Samson Tsz Chai Fung (University of Toronto, Canada)
Understanding the effect of policyholders' risk profile on the number and the amount of claims, as well as the dependence among different types of claims, are critical to insurance ratemaking and IBNR-type reserving. To accurately quantify such features, it is essential to develop a regression model which is flexible, interpretable and statistically tractable.
In this presentation, I will discuss a highly flexible nonlinear regression model we have recently developed, namely the logit-weighted reduced mixture of experts (LRMoE) models, for multivariate claim frequencies or severities distributions. The LRMoE model is interpretable as it has two components: Gating functions to classify policyholders into various latent sub-classes and Expert functions to govern the distributional properties of the claims. The model is also flexible to fit any types of claim data accurately and hence minimize the issue of model selection.

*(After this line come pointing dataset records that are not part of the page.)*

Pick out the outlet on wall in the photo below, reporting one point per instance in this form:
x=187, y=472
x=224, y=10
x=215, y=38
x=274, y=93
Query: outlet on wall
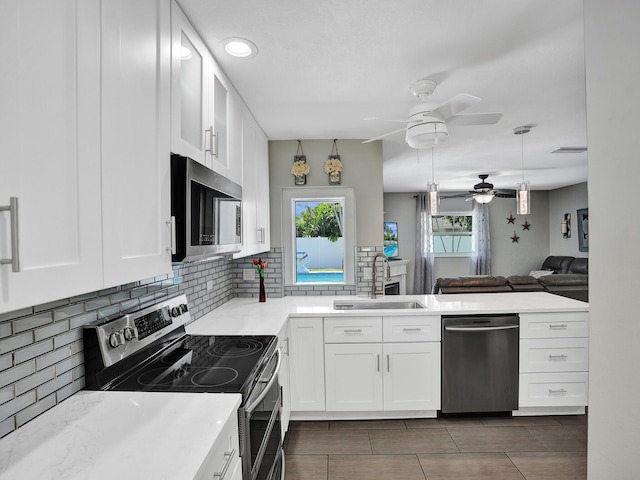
x=248, y=274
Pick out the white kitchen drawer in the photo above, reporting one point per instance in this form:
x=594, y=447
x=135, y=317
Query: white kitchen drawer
x=554, y=389
x=352, y=329
x=411, y=328
x=554, y=355
x=224, y=456
x=554, y=325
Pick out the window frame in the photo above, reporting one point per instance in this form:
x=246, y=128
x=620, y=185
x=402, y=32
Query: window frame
x=455, y=234
x=290, y=196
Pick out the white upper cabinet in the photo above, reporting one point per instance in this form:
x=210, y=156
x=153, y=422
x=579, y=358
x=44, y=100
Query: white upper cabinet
x=201, y=103
x=255, y=188
x=85, y=135
x=50, y=162
x=136, y=205
x=189, y=96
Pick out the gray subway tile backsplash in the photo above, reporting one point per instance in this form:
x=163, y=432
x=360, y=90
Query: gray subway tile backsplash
x=41, y=348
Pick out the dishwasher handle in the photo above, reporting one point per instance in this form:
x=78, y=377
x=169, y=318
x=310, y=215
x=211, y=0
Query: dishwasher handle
x=480, y=329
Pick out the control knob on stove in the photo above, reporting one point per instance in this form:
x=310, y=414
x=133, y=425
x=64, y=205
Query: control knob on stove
x=130, y=333
x=179, y=310
x=116, y=339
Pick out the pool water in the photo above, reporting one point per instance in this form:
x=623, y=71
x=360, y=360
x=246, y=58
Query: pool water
x=321, y=277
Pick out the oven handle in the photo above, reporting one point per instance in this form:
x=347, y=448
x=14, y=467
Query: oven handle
x=274, y=377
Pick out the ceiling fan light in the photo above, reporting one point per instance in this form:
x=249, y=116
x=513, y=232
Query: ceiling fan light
x=424, y=135
x=523, y=199
x=483, y=197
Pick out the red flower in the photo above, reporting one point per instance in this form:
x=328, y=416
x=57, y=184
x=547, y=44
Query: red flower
x=260, y=266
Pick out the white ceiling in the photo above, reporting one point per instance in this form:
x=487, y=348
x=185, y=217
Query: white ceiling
x=323, y=66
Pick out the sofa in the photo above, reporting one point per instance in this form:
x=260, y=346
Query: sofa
x=561, y=275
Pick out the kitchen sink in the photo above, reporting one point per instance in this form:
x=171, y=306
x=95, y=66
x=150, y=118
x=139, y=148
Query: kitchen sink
x=377, y=305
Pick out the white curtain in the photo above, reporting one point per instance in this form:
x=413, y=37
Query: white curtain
x=423, y=275
x=481, y=256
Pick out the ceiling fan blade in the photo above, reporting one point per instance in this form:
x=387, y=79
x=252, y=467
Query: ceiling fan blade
x=505, y=193
x=455, y=105
x=456, y=195
x=474, y=119
x=391, y=120
x=384, y=135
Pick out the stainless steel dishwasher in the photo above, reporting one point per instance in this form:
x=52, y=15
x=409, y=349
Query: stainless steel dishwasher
x=480, y=363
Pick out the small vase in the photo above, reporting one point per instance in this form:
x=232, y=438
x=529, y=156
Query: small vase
x=263, y=296
x=334, y=178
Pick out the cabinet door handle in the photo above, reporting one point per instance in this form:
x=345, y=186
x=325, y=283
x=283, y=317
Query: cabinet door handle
x=14, y=261
x=557, y=357
x=561, y=391
x=172, y=226
x=213, y=142
x=228, y=457
x=558, y=326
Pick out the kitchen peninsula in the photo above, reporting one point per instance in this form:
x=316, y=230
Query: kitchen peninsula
x=553, y=357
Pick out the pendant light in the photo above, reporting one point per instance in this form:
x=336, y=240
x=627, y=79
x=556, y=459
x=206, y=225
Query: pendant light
x=432, y=192
x=523, y=194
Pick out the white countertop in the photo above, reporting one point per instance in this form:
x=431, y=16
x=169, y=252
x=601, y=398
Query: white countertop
x=247, y=316
x=123, y=435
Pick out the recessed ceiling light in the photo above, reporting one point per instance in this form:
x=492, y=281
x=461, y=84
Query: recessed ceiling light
x=240, y=47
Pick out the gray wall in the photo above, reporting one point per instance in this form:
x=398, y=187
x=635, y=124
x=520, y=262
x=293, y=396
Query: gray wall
x=613, y=102
x=561, y=201
x=362, y=170
x=507, y=258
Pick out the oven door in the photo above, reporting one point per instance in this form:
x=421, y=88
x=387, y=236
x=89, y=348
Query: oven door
x=261, y=442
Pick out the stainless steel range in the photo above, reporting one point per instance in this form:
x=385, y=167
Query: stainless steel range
x=149, y=350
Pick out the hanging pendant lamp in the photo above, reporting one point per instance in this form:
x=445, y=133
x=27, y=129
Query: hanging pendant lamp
x=433, y=192
x=523, y=193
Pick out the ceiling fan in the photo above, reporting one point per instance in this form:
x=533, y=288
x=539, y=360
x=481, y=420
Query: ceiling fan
x=484, y=192
x=427, y=126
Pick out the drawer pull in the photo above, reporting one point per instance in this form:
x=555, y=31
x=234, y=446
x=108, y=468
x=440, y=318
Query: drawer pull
x=557, y=357
x=562, y=391
x=228, y=456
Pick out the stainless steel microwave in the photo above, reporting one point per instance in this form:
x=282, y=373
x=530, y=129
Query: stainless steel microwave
x=207, y=211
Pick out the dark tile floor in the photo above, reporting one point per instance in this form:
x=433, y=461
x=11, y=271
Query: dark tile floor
x=493, y=448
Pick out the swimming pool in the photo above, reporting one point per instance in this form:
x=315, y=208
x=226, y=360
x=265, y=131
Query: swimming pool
x=320, y=277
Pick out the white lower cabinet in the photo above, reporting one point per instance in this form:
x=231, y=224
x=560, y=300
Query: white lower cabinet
x=554, y=360
x=411, y=376
x=376, y=376
x=223, y=460
x=353, y=373
x=306, y=364
x=283, y=378
x=401, y=375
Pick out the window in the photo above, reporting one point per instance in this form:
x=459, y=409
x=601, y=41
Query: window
x=452, y=234
x=319, y=241
x=318, y=226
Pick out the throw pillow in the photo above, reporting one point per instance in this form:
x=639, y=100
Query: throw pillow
x=540, y=273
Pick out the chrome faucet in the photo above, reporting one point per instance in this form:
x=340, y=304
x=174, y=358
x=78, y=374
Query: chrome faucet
x=374, y=291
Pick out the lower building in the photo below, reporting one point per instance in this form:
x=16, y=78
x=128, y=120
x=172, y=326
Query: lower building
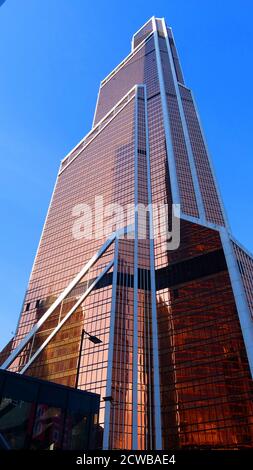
x=36, y=414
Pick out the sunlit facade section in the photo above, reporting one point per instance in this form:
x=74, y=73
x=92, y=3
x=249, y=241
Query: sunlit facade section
x=162, y=332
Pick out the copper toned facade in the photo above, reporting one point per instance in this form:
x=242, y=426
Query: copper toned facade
x=173, y=353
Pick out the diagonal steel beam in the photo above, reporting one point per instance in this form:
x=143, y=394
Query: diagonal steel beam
x=57, y=302
x=72, y=310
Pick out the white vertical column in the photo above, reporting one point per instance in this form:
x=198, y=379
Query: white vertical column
x=239, y=295
x=156, y=372
x=135, y=322
x=170, y=151
x=109, y=403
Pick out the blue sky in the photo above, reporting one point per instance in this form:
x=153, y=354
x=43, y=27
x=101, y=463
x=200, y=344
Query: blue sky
x=53, y=54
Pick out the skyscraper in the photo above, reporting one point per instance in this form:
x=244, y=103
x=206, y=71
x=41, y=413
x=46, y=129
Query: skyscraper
x=160, y=327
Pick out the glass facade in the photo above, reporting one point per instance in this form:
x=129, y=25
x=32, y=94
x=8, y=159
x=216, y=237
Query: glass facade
x=35, y=414
x=171, y=363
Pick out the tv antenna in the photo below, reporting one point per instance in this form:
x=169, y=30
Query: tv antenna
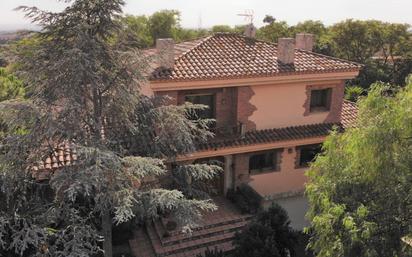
x=249, y=15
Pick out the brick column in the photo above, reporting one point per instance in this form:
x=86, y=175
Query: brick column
x=228, y=173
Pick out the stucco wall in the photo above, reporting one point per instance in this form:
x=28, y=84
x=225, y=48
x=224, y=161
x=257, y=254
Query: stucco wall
x=286, y=105
x=287, y=179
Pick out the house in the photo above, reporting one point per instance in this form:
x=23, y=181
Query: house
x=274, y=104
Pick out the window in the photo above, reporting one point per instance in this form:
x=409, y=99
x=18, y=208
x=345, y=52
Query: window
x=262, y=162
x=209, y=100
x=308, y=153
x=320, y=99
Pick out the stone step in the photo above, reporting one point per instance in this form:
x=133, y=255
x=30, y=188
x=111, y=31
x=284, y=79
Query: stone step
x=203, y=242
x=205, y=232
x=225, y=247
x=160, y=225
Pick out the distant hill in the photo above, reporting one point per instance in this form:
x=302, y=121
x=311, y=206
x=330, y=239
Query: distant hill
x=11, y=36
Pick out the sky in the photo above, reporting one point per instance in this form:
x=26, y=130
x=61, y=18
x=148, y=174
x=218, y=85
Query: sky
x=206, y=13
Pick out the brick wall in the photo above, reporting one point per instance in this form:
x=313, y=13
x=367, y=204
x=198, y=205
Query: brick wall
x=244, y=108
x=336, y=98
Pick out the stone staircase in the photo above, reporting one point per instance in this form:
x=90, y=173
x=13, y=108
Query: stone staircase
x=216, y=231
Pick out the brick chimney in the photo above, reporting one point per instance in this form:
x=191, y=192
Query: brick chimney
x=250, y=30
x=165, y=49
x=286, y=50
x=305, y=41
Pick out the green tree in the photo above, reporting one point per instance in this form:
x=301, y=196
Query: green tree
x=352, y=93
x=164, y=24
x=360, y=188
x=270, y=235
x=222, y=28
x=10, y=86
x=135, y=31
x=85, y=93
x=273, y=30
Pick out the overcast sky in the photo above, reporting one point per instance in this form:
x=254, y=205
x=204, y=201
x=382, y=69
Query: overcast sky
x=206, y=13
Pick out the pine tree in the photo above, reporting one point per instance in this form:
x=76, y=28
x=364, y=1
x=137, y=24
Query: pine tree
x=85, y=93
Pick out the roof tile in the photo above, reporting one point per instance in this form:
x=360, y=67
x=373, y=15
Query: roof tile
x=224, y=56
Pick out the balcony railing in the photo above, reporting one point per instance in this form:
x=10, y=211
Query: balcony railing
x=228, y=131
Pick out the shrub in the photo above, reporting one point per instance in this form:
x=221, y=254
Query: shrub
x=270, y=235
x=352, y=93
x=212, y=253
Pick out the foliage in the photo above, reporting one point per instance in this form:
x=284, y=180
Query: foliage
x=359, y=189
x=85, y=91
x=222, y=28
x=273, y=30
x=270, y=235
x=246, y=199
x=142, y=31
x=10, y=86
x=212, y=253
x=352, y=93
x=163, y=24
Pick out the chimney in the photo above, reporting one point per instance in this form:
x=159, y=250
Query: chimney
x=286, y=50
x=250, y=31
x=305, y=41
x=165, y=49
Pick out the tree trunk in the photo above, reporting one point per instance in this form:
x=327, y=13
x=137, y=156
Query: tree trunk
x=107, y=233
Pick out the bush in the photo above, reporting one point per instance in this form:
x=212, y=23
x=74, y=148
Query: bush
x=352, y=93
x=246, y=199
x=212, y=253
x=270, y=235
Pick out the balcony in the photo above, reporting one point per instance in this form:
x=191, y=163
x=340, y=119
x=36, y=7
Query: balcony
x=226, y=132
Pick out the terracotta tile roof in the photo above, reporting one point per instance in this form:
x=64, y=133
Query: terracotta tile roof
x=349, y=113
x=225, y=56
x=66, y=154
x=273, y=135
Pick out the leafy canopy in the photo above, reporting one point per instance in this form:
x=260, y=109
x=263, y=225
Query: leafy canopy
x=85, y=99
x=360, y=188
x=270, y=235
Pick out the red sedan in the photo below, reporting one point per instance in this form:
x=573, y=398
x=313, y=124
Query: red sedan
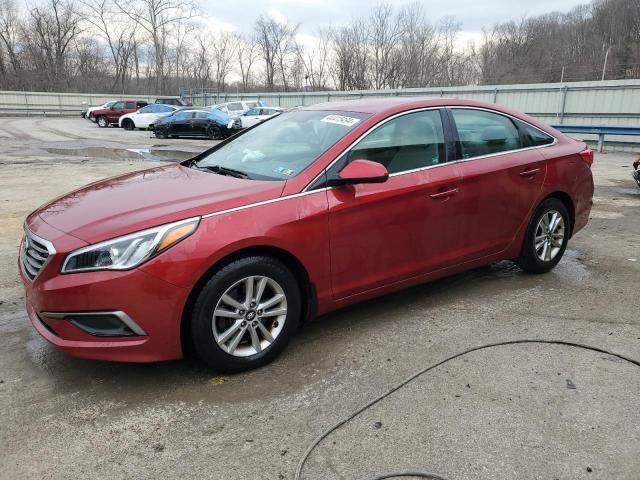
x=315, y=209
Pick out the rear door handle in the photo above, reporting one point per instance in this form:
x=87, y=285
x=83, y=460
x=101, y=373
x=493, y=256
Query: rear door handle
x=529, y=173
x=445, y=194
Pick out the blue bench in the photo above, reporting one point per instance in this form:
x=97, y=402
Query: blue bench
x=600, y=130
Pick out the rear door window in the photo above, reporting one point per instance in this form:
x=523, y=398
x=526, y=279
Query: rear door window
x=484, y=133
x=533, y=137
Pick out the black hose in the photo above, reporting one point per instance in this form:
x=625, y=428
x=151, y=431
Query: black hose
x=316, y=442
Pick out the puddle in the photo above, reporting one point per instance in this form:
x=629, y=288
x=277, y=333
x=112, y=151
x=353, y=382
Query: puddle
x=571, y=268
x=156, y=153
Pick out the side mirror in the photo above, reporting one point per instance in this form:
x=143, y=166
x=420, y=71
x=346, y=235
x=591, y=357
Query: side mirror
x=361, y=171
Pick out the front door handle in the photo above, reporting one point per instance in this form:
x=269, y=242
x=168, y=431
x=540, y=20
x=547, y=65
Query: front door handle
x=530, y=173
x=445, y=194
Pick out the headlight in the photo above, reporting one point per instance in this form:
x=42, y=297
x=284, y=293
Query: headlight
x=127, y=252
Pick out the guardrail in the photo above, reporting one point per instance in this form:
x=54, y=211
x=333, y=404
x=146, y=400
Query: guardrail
x=600, y=130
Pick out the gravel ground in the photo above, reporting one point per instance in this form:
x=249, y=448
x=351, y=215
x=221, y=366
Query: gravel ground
x=525, y=411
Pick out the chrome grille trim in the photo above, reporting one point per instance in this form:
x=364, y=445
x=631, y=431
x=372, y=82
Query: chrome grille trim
x=35, y=254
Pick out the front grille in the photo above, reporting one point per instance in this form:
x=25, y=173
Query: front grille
x=36, y=253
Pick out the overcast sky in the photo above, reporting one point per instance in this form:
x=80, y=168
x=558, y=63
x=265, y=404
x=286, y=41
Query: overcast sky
x=473, y=14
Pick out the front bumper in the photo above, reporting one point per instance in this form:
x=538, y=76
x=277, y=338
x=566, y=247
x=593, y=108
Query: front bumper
x=154, y=305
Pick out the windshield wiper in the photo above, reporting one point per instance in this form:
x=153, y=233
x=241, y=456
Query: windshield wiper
x=224, y=171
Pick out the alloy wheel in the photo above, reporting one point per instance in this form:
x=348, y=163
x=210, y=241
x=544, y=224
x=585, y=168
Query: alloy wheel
x=550, y=234
x=249, y=316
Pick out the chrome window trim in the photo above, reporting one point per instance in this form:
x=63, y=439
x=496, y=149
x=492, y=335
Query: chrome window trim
x=49, y=246
x=123, y=317
x=306, y=191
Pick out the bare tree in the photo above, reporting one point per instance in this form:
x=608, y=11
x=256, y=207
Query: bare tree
x=54, y=26
x=351, y=56
x=385, y=34
x=247, y=55
x=10, y=25
x=315, y=61
x=156, y=18
x=118, y=34
x=223, y=49
x=277, y=47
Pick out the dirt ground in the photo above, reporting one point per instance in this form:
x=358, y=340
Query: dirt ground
x=519, y=411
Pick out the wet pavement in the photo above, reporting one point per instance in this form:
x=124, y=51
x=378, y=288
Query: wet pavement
x=527, y=411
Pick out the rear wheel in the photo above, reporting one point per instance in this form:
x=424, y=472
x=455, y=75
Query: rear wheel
x=546, y=237
x=245, y=314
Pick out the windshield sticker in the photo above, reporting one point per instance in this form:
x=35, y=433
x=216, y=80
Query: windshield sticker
x=341, y=120
x=285, y=172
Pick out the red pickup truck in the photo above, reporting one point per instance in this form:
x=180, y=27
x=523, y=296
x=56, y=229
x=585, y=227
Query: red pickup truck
x=110, y=116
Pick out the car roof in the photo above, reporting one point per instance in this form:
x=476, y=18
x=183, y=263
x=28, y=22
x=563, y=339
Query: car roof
x=383, y=104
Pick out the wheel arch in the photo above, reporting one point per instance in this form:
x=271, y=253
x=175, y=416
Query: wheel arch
x=568, y=203
x=307, y=290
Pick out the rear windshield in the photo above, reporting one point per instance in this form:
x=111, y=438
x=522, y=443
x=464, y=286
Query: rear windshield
x=285, y=145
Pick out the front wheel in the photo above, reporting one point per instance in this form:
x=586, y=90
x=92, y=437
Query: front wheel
x=245, y=314
x=546, y=237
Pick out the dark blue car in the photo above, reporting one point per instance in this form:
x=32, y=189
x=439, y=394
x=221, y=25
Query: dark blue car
x=196, y=122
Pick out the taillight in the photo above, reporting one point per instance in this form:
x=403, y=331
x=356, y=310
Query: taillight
x=587, y=156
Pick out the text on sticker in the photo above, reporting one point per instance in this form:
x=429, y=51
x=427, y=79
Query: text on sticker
x=341, y=120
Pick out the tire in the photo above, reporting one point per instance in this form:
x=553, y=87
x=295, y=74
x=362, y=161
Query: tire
x=214, y=132
x=213, y=335
x=542, y=248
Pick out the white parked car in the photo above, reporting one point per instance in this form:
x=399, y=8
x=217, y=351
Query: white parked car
x=146, y=116
x=258, y=114
x=235, y=109
x=88, y=115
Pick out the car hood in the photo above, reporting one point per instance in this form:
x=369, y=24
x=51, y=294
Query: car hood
x=139, y=200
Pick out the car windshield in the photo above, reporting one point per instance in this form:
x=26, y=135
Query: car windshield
x=285, y=145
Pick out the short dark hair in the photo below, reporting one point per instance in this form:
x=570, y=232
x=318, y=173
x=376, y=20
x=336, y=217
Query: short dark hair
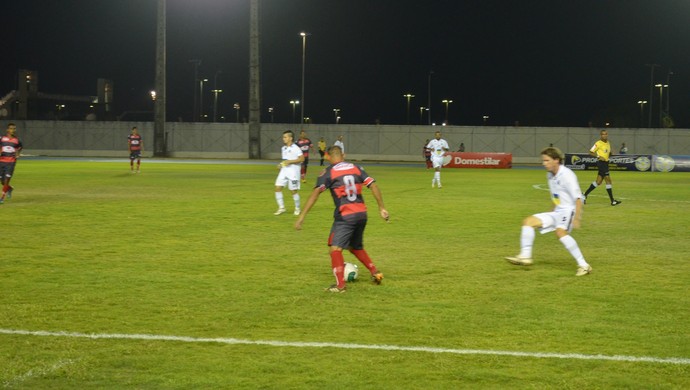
x=554, y=153
x=335, y=147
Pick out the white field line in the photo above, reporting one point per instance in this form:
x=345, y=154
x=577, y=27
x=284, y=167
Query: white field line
x=545, y=187
x=17, y=380
x=275, y=343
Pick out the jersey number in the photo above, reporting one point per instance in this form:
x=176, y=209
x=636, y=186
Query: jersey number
x=350, y=188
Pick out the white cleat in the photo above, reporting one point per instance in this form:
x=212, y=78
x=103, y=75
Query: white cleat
x=518, y=260
x=582, y=271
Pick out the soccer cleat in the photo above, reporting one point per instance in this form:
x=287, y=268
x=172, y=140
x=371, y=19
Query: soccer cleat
x=519, y=260
x=335, y=288
x=377, y=278
x=582, y=271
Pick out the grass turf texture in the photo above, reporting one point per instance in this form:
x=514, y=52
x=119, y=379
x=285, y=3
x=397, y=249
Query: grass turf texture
x=194, y=250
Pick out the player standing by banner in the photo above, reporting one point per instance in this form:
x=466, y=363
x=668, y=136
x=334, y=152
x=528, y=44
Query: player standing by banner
x=346, y=180
x=566, y=214
x=10, y=146
x=602, y=150
x=289, y=172
x=136, y=146
x=304, y=144
x=438, y=147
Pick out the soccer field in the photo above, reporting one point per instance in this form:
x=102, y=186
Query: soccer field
x=182, y=277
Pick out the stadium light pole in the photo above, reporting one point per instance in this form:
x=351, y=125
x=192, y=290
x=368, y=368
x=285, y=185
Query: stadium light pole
x=446, y=102
x=641, y=103
x=201, y=98
x=215, y=103
x=294, y=103
x=408, y=96
x=304, y=60
x=428, y=105
x=236, y=106
x=661, y=102
x=651, y=92
x=668, y=93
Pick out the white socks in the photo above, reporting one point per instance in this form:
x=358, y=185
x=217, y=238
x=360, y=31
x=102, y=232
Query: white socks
x=526, y=242
x=571, y=245
x=295, y=197
x=279, y=200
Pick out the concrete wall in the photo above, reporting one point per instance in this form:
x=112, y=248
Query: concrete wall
x=362, y=142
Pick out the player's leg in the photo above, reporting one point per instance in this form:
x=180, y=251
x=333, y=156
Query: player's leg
x=338, y=239
x=609, y=190
x=305, y=164
x=357, y=249
x=527, y=235
x=294, y=186
x=571, y=245
x=280, y=183
x=3, y=180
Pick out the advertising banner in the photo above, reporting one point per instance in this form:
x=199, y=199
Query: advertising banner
x=620, y=162
x=478, y=160
x=671, y=163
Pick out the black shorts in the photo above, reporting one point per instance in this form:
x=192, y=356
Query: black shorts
x=603, y=167
x=6, y=169
x=347, y=234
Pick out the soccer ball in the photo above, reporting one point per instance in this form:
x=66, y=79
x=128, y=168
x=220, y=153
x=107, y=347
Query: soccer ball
x=351, y=272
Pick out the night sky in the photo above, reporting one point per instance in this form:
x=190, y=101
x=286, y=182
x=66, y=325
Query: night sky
x=539, y=62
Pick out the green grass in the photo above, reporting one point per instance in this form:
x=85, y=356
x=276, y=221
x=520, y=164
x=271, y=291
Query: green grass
x=193, y=250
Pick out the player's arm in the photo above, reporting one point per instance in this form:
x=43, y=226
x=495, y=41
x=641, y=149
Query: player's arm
x=593, y=151
x=577, y=219
x=310, y=203
x=379, y=200
x=298, y=160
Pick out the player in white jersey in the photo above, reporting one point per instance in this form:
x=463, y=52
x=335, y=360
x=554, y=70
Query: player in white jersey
x=292, y=158
x=438, y=148
x=566, y=215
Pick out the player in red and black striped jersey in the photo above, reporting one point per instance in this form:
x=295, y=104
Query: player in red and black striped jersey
x=136, y=146
x=305, y=145
x=10, y=147
x=345, y=182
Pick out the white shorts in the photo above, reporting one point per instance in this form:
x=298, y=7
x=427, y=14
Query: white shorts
x=437, y=161
x=284, y=180
x=558, y=219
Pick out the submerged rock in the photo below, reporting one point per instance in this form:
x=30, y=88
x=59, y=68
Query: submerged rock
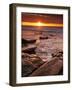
x=30, y=63
x=29, y=49
x=49, y=68
x=57, y=53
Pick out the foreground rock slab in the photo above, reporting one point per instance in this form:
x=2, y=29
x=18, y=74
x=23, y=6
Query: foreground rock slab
x=49, y=68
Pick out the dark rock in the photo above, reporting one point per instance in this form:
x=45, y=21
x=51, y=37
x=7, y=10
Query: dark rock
x=57, y=53
x=30, y=63
x=27, y=68
x=29, y=49
x=28, y=40
x=43, y=37
x=49, y=68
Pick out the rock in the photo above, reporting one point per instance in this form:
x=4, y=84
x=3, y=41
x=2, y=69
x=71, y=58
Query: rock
x=29, y=49
x=28, y=40
x=27, y=68
x=49, y=68
x=57, y=53
x=30, y=63
x=43, y=37
x=36, y=60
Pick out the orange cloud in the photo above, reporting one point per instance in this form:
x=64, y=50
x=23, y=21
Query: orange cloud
x=41, y=24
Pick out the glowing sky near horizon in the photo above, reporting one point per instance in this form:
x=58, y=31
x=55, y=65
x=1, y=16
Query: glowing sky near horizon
x=41, y=24
x=42, y=20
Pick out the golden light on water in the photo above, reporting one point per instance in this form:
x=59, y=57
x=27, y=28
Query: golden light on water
x=41, y=24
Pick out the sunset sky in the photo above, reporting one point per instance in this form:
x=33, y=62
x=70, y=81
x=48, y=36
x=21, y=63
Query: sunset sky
x=30, y=20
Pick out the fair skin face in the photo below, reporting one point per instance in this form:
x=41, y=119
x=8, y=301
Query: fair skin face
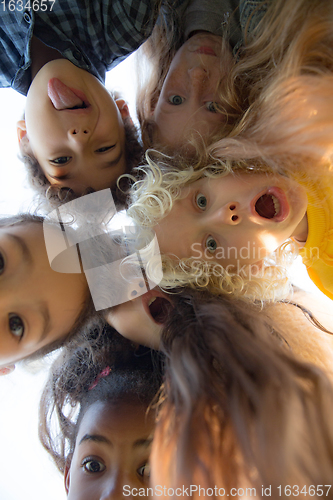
x=141, y=319
x=76, y=148
x=234, y=219
x=188, y=99
x=32, y=294
x=112, y=450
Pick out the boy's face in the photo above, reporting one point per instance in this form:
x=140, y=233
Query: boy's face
x=76, y=148
x=111, y=452
x=37, y=305
x=236, y=219
x=189, y=97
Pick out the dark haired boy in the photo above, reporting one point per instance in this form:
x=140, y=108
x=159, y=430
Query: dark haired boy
x=74, y=134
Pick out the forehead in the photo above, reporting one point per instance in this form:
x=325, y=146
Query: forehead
x=121, y=420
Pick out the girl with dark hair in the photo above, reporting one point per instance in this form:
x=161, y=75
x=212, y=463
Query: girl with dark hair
x=32, y=295
x=238, y=408
x=98, y=398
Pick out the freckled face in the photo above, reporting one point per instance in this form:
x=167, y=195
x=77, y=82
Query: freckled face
x=76, y=148
x=189, y=100
x=220, y=219
x=112, y=450
x=37, y=304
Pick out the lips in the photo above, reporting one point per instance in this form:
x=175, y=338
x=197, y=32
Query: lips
x=208, y=51
x=66, y=98
x=271, y=205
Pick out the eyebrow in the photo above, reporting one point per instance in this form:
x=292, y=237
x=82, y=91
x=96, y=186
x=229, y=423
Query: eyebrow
x=44, y=310
x=114, y=162
x=98, y=438
x=23, y=247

Model implementation is illustrated in two ways using a real automobile insurance dataset from a major European insurance company. We first fit the multivariate claim frequencies using an Erlang count expert function. Apart from showing excellent fitting results, we can interpret the fitted model in an insurance perspective and visualize the relationship between policyholders' information and their risk level. We further demonstrate how the fitted model may be useful for insurance ratemaking. The second illustration deals with insurance loss severity data that often exhibits heavy-tail behavior. Using a Transformed Gamma expert function, our model is applicable to fit the severity and reporting delay components of the dataset, which is ultimately shown to be useful and crucial for an adequate prediction of IBNR reserve.
This project is joint work with Andrei Badescu and Sheldon Lin.